Und das tun wir dann auch, nachdem wir uns mit dem Kot der
Gesellschaft
identifizierten. Durch unsere Identifikationen machen wir uns und
unserer Umwelt das Leben ganz schön oder besser gesagt unschön schwer.
Wir erkennen nun besser, wie wir uns durch geäußerte Worte aus unserer
Umwelt angegriffen fühlen, ohne es zu sein. Dadurch können wir aber
auch lernen, mehr zu unserer Realität zu stehen um damit ein bisher
nicht gekanntes Maß an Unangreifbarkeit und Stabilität zu erreichen.
Der
Kuckuck und die Amsel
Zu
diesem Thema noch ein Beispiel, das uns auch einen möglichen Erkenntnisweg
zeigt. Das Beispiel vom Kuckuck und der Amsel. In diesem Beispiel
sind sie die Amsel. Sie haben soeben einige Eier in ihr Nest gelegt.

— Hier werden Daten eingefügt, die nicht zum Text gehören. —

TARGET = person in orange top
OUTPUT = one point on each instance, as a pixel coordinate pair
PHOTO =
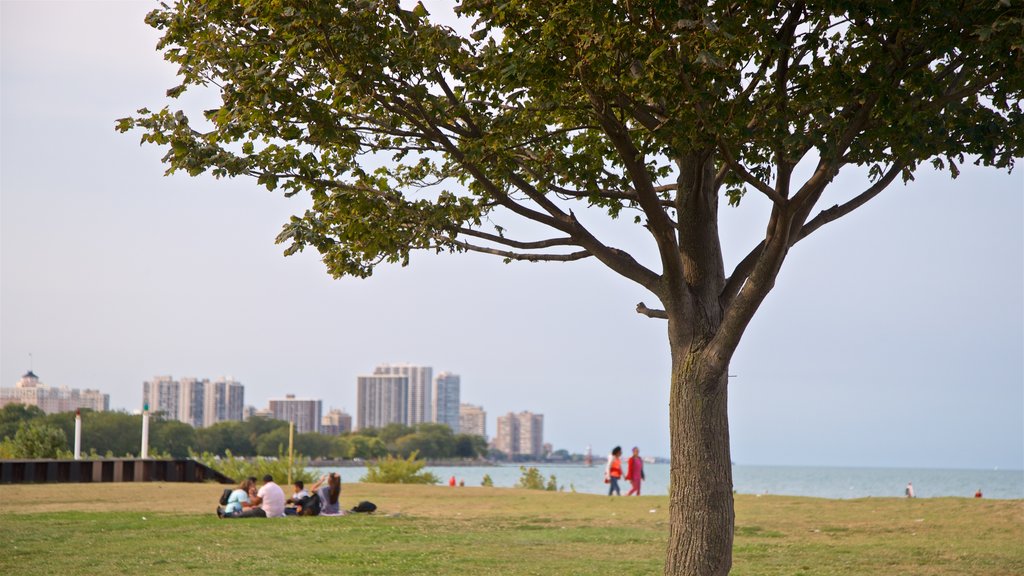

Ihre eigenen Eier. Nennen wir ihre einzelnen Eier die Lebensfähigkeit,
das Fühlen, das Schmecken, das Hören, das Sehen, das Riechen, die
Neugierde, das Spiel, die Liebes - oder Harmonieempfindung. Nach
einer ihrer wenigen Brütpausen, bei denen sie sich mit Nahrung versorgten,
fliegen sie zurück und finden ein Ei mehr in ihrem Nest vor. Nachdem
sie als dumme Amsel nicht zählen können, kommt ihnen die ganze Sache
nur etwas eigenartig vor. Logisch erscheint es ihnen nicht, dass
irgendjemand auf die Idee käme, ihnen sein Ei ins Nest zu legen.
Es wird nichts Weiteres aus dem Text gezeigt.